Definitely take a read through is articles. He also has a great newsletter .
Not knowing what you want
What do you want? No one can answer this for you, and maybe you can’t either, but you won’t be driven to create much of anything if you don’t have a reason to.
For a long time, all I wanted was to be the one in charge of my own business. I wanted to take my own risks or make decisions the way I believed they should be made. This made me highly unemployable, and drove me to launch my own business. It was my "why". I had some other reasons as well, like wanting to find ways to get away from the computer more, or to be able to toy around with pricing approaches, or to have the freedom to travel and set my own schedule.
Now I’m learning that your wants can change. Those things are all still important to me, but they’re just on the surface. They’re not enough by themselves to propel me for another 5-10 years. And sometimes it’s more of a daily question of what you want, along-side the core things that drive you. And if you start asking your self what you want every day, you begin to see the importance of all the industry news and social feeds fade in comparison to learning what drives you to tackle your day and how you will balance your consumption vs. your creation.
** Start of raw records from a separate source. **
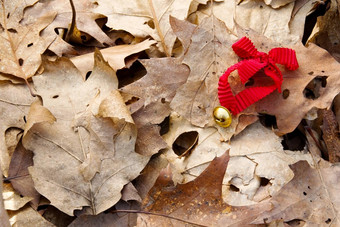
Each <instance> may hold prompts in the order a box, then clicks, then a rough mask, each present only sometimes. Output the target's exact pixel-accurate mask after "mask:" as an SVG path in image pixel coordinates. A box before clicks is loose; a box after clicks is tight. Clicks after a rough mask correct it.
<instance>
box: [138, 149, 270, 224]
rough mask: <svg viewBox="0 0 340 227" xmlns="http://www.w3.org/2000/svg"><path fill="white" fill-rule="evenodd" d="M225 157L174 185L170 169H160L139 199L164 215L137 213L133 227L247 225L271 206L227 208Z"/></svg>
mask: <svg viewBox="0 0 340 227" xmlns="http://www.w3.org/2000/svg"><path fill="white" fill-rule="evenodd" d="M228 160H229V155H228V153H227V152H226V153H225V154H223V155H222V156H221V157H219V158H215V159H214V160H213V161H212V162H211V164H210V165H209V166H208V167H207V168H206V169H205V171H204V172H203V173H202V174H201V175H200V176H199V177H197V178H196V179H195V180H194V181H191V182H188V183H186V184H177V185H176V186H174V182H173V181H172V175H171V171H170V169H169V168H167V169H165V170H163V171H162V172H161V173H160V175H159V177H158V179H157V181H156V183H155V185H154V187H153V188H152V189H151V190H150V192H149V194H148V197H147V198H146V199H145V200H144V201H143V210H144V211H147V212H151V213H155V214H161V215H165V217H164V216H158V215H148V214H138V223H137V226H196V225H204V226H206V225H209V226H248V225H249V223H250V222H251V221H252V220H254V219H255V218H256V217H257V215H258V213H261V210H268V209H270V207H271V206H270V204H268V203H264V204H260V205H257V206H251V207H231V206H230V205H228V204H226V203H224V202H223V200H222V191H221V187H222V179H223V175H224V173H225V170H226V167H227V164H228ZM244 214H246V215H244ZM173 218H176V219H173Z"/></svg>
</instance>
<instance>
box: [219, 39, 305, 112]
mask: <svg viewBox="0 0 340 227" xmlns="http://www.w3.org/2000/svg"><path fill="white" fill-rule="evenodd" d="M232 48H233V50H234V52H235V53H236V54H237V55H238V56H239V57H241V58H244V60H242V61H241V62H239V63H237V64H235V65H233V66H231V67H229V68H228V69H227V71H226V72H225V73H224V74H223V75H222V76H221V77H220V80H219V83H218V98H219V100H220V103H221V105H222V106H224V107H226V108H228V109H229V110H230V111H231V112H232V113H233V114H234V115H236V114H238V113H240V112H241V111H243V110H244V109H246V108H247V107H248V106H250V105H251V104H253V103H255V102H257V101H259V100H260V99H262V98H264V97H265V96H267V95H269V94H270V93H272V92H273V91H274V90H276V89H278V91H279V92H281V84H282V81H283V77H282V73H281V71H280V69H279V68H278V67H277V66H276V64H282V65H284V66H286V68H287V69H289V70H296V69H297V68H298V67H299V64H298V62H297V59H296V54H295V51H294V50H292V49H289V48H273V49H272V50H270V51H269V53H268V54H267V53H264V52H260V51H258V50H257V49H256V48H255V46H254V44H253V43H252V42H251V41H250V40H249V39H248V38H247V37H242V38H241V39H240V40H239V41H237V42H236V43H234V44H233V45H232ZM236 69H237V71H238V73H239V77H240V80H241V83H242V84H245V83H246V82H247V81H248V80H249V79H250V78H251V77H253V76H254V75H255V73H257V72H258V71H259V70H261V69H264V73H265V74H266V75H267V76H269V77H270V78H272V79H273V81H274V85H271V86H265V87H251V88H248V89H245V90H243V91H241V92H240V93H238V94H237V95H236V96H234V95H233V93H232V90H231V87H230V84H229V82H228V78H229V75H230V73H231V72H232V71H234V70H236Z"/></svg>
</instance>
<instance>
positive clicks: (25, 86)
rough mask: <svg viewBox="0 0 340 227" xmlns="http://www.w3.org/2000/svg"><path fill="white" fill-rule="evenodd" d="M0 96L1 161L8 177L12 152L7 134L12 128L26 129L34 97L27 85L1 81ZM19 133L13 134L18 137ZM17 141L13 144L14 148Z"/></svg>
mask: <svg viewBox="0 0 340 227" xmlns="http://www.w3.org/2000/svg"><path fill="white" fill-rule="evenodd" d="M0 97H1V98H0V134H1V136H0V163H1V169H2V171H3V174H4V176H6V177H7V176H8V168H9V164H10V160H11V158H10V157H11V155H12V153H11V152H10V150H9V148H8V147H7V142H6V134H7V132H9V131H10V130H11V129H12V128H18V129H19V130H24V127H25V115H26V114H28V111H29V106H30V105H31V103H32V102H33V100H34V99H33V97H32V96H31V95H30V93H29V91H28V89H27V87H26V86H25V85H20V84H19V85H13V84H12V83H11V82H2V83H0ZM17 134H18V133H16V134H15V135H13V136H15V138H17V137H18V136H17ZM17 142H18V141H16V142H15V144H13V145H14V148H15V147H16V143H17Z"/></svg>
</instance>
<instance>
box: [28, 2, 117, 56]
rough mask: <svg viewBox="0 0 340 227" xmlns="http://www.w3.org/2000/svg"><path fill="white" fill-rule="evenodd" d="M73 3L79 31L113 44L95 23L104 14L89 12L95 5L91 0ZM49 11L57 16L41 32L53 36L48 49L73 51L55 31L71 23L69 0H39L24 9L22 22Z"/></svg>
mask: <svg viewBox="0 0 340 227" xmlns="http://www.w3.org/2000/svg"><path fill="white" fill-rule="evenodd" d="M73 3H74V6H75V10H76V25H77V28H78V29H79V30H80V31H81V32H84V34H83V35H84V37H86V35H87V34H89V35H90V36H92V37H93V38H95V39H96V40H98V41H99V42H100V43H106V44H108V45H113V43H114V42H113V40H111V39H110V38H109V37H108V36H107V35H106V34H105V33H104V32H103V31H102V29H101V28H100V27H99V25H98V24H97V23H96V20H97V19H101V18H104V16H103V15H101V14H98V13H93V12H91V11H92V9H93V8H95V5H94V4H93V3H92V2H91V1H85V2H84V1H81V0H73ZM51 12H56V13H57V16H56V18H55V20H54V21H53V22H52V23H51V24H50V25H49V26H48V27H47V28H46V29H45V30H44V31H43V32H42V34H41V35H42V37H44V38H46V37H48V36H53V37H54V38H55V41H54V42H53V43H52V45H51V46H49V49H50V50H51V51H53V52H54V53H55V54H57V55H58V56H62V54H65V53H72V52H74V49H73V48H72V46H70V45H69V44H67V43H66V42H65V41H64V40H62V38H61V37H60V36H58V35H57V34H56V32H55V29H68V27H69V25H70V24H71V21H72V10H71V5H70V2H69V0H59V1H44V2H42V1H40V2H39V3H37V4H36V5H34V7H31V8H29V9H27V10H26V11H25V18H24V20H23V21H22V23H23V24H27V23H30V22H31V21H32V20H34V19H35V18H36V17H39V16H42V15H44V14H51ZM85 39H86V38H85Z"/></svg>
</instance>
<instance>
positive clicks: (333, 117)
mask: <svg viewBox="0 0 340 227" xmlns="http://www.w3.org/2000/svg"><path fill="white" fill-rule="evenodd" d="M322 114H323V124H322V132H323V135H322V138H323V140H324V141H325V144H326V146H327V150H328V160H329V161H330V162H331V163H335V162H340V138H339V125H338V123H337V121H336V119H335V116H334V113H333V111H332V110H322Z"/></svg>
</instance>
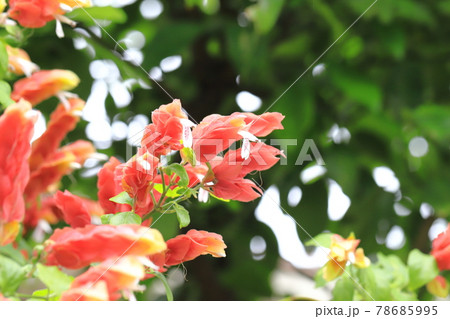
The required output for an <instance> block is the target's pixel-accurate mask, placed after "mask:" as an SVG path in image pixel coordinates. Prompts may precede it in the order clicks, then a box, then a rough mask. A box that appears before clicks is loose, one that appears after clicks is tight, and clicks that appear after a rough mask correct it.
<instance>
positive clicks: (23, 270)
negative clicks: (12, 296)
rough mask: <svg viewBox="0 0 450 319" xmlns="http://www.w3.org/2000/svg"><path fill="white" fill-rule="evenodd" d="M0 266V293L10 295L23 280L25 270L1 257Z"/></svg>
mask: <svg viewBox="0 0 450 319" xmlns="http://www.w3.org/2000/svg"><path fill="white" fill-rule="evenodd" d="M0 265H1V267H0V292H1V293H3V294H4V295H8V294H12V293H14V292H15V291H16V290H17V288H18V287H19V286H20V284H21V283H22V281H24V280H25V275H26V269H25V268H24V267H21V266H20V265H19V264H18V263H16V262H15V261H13V260H11V259H9V258H7V257H4V256H2V255H0Z"/></svg>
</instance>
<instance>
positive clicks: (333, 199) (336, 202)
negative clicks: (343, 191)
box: [328, 179, 351, 221]
mask: <svg viewBox="0 0 450 319" xmlns="http://www.w3.org/2000/svg"><path fill="white" fill-rule="evenodd" d="M350 204H351V201H350V198H349V197H348V196H347V195H345V194H344V192H343V191H342V188H341V186H339V184H338V183H336V181H334V180H332V179H329V180H328V217H329V218H330V220H334V221H336V220H341V219H342V218H344V216H345V213H346V212H347V210H348V209H349V207H350Z"/></svg>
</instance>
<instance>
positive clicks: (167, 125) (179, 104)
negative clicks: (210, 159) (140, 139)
mask: <svg viewBox="0 0 450 319" xmlns="http://www.w3.org/2000/svg"><path fill="white" fill-rule="evenodd" d="M183 120H186V121H187V115H186V114H185V113H184V112H183V110H182V108H181V102H180V100H174V101H173V102H172V103H170V104H165V105H161V106H160V107H159V108H158V109H157V110H155V111H153V112H152V122H153V123H152V124H150V125H147V127H146V128H145V131H144V136H143V137H142V141H141V146H142V147H143V148H146V149H147V151H148V152H149V153H150V154H153V155H154V156H156V157H159V156H161V155H166V154H168V153H169V152H170V151H174V150H180V149H182V148H183V142H182V141H183V130H184V126H183V123H182V121H183ZM188 129H189V128H188Z"/></svg>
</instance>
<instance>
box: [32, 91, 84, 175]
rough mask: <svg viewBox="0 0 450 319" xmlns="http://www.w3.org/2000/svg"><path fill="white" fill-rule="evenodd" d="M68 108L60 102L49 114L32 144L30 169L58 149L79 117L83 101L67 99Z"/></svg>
mask: <svg viewBox="0 0 450 319" xmlns="http://www.w3.org/2000/svg"><path fill="white" fill-rule="evenodd" d="M68 102H69V108H67V107H66V106H65V105H64V104H63V103H60V104H59V105H58V106H57V107H56V109H55V110H54V111H53V112H52V114H51V115H50V121H49V122H48V124H47V129H46V130H45V132H44V134H42V135H41V136H40V137H39V138H38V139H37V140H36V141H34V143H33V146H32V152H31V156H30V169H31V170H32V171H33V170H35V169H36V168H38V167H39V166H40V165H41V164H42V163H43V162H45V161H46V160H47V159H49V158H50V157H51V156H52V155H53V154H54V153H55V152H56V150H57V149H58V147H59V145H60V144H61V142H62V140H63V139H64V138H65V137H66V135H67V133H68V132H70V131H72V130H73V129H74V128H75V126H76V124H77V123H78V121H79V119H80V113H81V111H82V110H83V108H84V104H85V102H84V101H83V100H81V99H78V98H75V99H69V100H68Z"/></svg>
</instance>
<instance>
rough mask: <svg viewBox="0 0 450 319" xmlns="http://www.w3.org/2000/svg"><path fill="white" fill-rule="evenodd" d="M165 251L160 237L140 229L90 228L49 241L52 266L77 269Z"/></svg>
mask: <svg viewBox="0 0 450 319" xmlns="http://www.w3.org/2000/svg"><path fill="white" fill-rule="evenodd" d="M164 250H166V243H165V242H164V240H163V238H162V235H161V233H160V232H159V231H158V230H156V229H152V228H147V227H142V226H139V225H118V226H115V225H98V226H96V225H87V226H86V227H84V228H63V229H56V230H55V232H54V233H53V235H52V236H50V238H49V239H48V240H47V242H46V247H45V251H46V252H47V263H48V264H49V265H60V266H63V267H66V268H70V269H77V268H81V267H85V266H88V265H90V264H91V263H93V262H101V261H104V260H106V259H110V258H115V257H121V256H146V255H152V254H157V253H160V252H163V251H164Z"/></svg>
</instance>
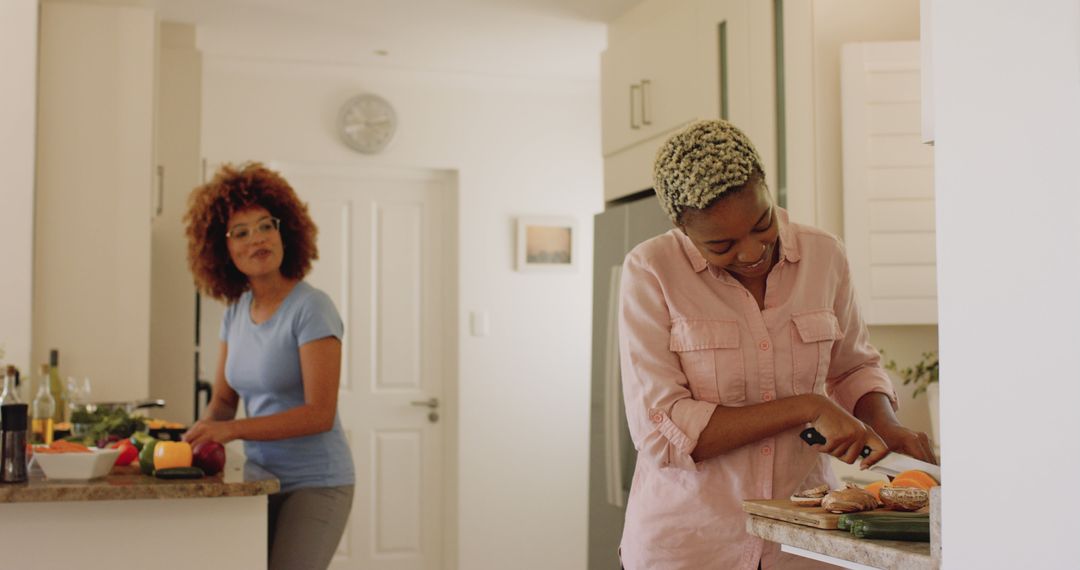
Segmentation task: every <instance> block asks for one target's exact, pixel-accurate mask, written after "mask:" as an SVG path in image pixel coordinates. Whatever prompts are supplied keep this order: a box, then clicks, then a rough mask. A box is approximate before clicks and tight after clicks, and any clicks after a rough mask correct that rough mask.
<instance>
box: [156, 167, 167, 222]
mask: <svg viewBox="0 0 1080 570" xmlns="http://www.w3.org/2000/svg"><path fill="white" fill-rule="evenodd" d="M164 208H165V167H164V166H162V165H160V164H159V165H158V208H157V212H156V214H154V216H160V215H161V212H162V211H163V209H164Z"/></svg>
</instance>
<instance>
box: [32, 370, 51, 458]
mask: <svg viewBox="0 0 1080 570" xmlns="http://www.w3.org/2000/svg"><path fill="white" fill-rule="evenodd" d="M30 411H31V417H32V418H33V419H32V420H31V421H30V440H31V443H33V444H44V445H52V443H53V426H54V423H53V416H54V415H55V413H56V399H55V398H53V394H52V392H51V391H50V390H49V365H48V364H42V365H41V376H40V378H39V380H38V395H37V397H35V398H33V406H32V407H31V410H30Z"/></svg>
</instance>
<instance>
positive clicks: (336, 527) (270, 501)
mask: <svg viewBox="0 0 1080 570" xmlns="http://www.w3.org/2000/svg"><path fill="white" fill-rule="evenodd" d="M352 492H353V486H352V485H347V486H345V487H311V488H306V489H297V490H295V491H289V492H286V493H276V494H271V496H270V513H269V515H270V516H269V523H270V525H269V526H270V528H269V541H268V543H267V544H268V546H269V551H270V552H269V567H270V570H326V568H327V567H328V566H329V564H330V559H332V558H334V553H335V552H336V551H337V547H338V543H339V542H341V534H342V532H345V525H346V523H347V521H348V520H349V512H350V511H351V510H352Z"/></svg>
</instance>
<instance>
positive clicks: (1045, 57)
mask: <svg viewBox="0 0 1080 570" xmlns="http://www.w3.org/2000/svg"><path fill="white" fill-rule="evenodd" d="M932 5H933V9H932V10H933V14H932V18H933V19H932V23H933V26H932V27H933V31H932V33H933V55H932V57H933V81H934V94H933V96H934V101H933V103H934V117H935V121H936V124H935V135H936V146H935V164H936V174H935V185H936V189H937V191H936V195H937V287H939V295H937V298H939V302H940V307H941V311H940V316H939V320H940V321H939V322H940V336H941V350H942V361H941V363H942V367H941V372H942V389H941V390H942V393H941V394H942V395H941V397H942V406H943V407H942V421H943V425H942V430H943V442H942V444H943V451H942V452H943V456H944V462H943V465H942V466H943V470H944V471H943V473H944V477H945V479H947V481H946V483H945V485H944V489H945V490H944V493H943V496H942V501H943V503H942V506H943V517H944V518H943V554H944V557H945V558H944V560H945V562H946V564H945V567H946V568H948V569H957V570H960V569H969V568H989V569H998V568H1001V569H1007V568H1009V569H1011V568H1077V567H1078V566H1080V554H1078V551H1077V545H1076V529H1077V524H1076V516H1075V514H1076V513H1077V512H1078V511H1080V494H1077V493H1075V492H1070V491H1068V490H1066V489H1063V488H1062V485H1061V484H1062V483H1063V481H1072V480H1076V474H1077V473H1078V472H1080V445H1078V443H1077V442H1078V438H1077V435H1078V434H1080V412H1078V409H1077V403H1078V402H1080V382H1078V372H1077V364H1076V356H1077V354H1078V353H1080V326H1078V323H1080V269H1078V262H1077V253H1078V252H1080V192H1078V189H1080V169H1078V167H1077V153H1078V149H1080V105H1078V101H1080V6H1078V4H1077V2H1076V1H1075V0H1044V1H1041V2H1036V3H1029V2H1017V1H1015V0H934V1H933V3H932ZM1042 490H1048V494H1047V496H1045V499H1044V500H1041V499H1035V496H1031V499H1032V500H1026V499H1023V498H1022V493H1027V492H1032V493H1036V494H1040V496H1041V493H1042Z"/></svg>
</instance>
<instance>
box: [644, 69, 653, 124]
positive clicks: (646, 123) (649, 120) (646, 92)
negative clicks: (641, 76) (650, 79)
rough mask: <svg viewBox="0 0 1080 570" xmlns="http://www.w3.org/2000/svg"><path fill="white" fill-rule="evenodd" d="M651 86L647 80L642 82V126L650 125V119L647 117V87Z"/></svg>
mask: <svg viewBox="0 0 1080 570" xmlns="http://www.w3.org/2000/svg"><path fill="white" fill-rule="evenodd" d="M651 85H652V82H651V81H649V80H647V79H643V80H642V124H643V125H645V126H649V125H651V124H652V119H651V118H650V117H649V109H650V107H649V103H650V101H649V87H650V86H651Z"/></svg>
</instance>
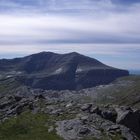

Because what you create begins to echo what you want instead of being an obligation that helps you increase your status in your industry or build your reputation for potential clients.
What to do about it.
Everyone will be different. The reasons I gave above are my own. Maybe they resonate with you. But for me, finding and keeping the motivation to create on a regular basis is related to me understanding my own “why”.
Understanding my “why” is motivating, but it doesn’t stop there. If you read more of James Clear’s articles, you’ll learn why we can’t rely on motivation alone to push us. It comes down to establishing a new identity, based on tiny wins every day to help us become the type of person we want to be. This means you have to set up a structure and routine to allow for building that new identity. So I’m doing two things. I’m going to limit my intake of industry news, and schedule time each day, week, month, etc. to allow myself to build a routine of creating, whether I share what I create or not.
Go create something.
I only intended for this article to be a few paragraphs long. I just wanted to create something, and the only thing I could think of was to talk about the things preventing me from creating things. But that’s the point. Go create something.
Shout-out to Chad Crowell for his article that prompted me to create something today.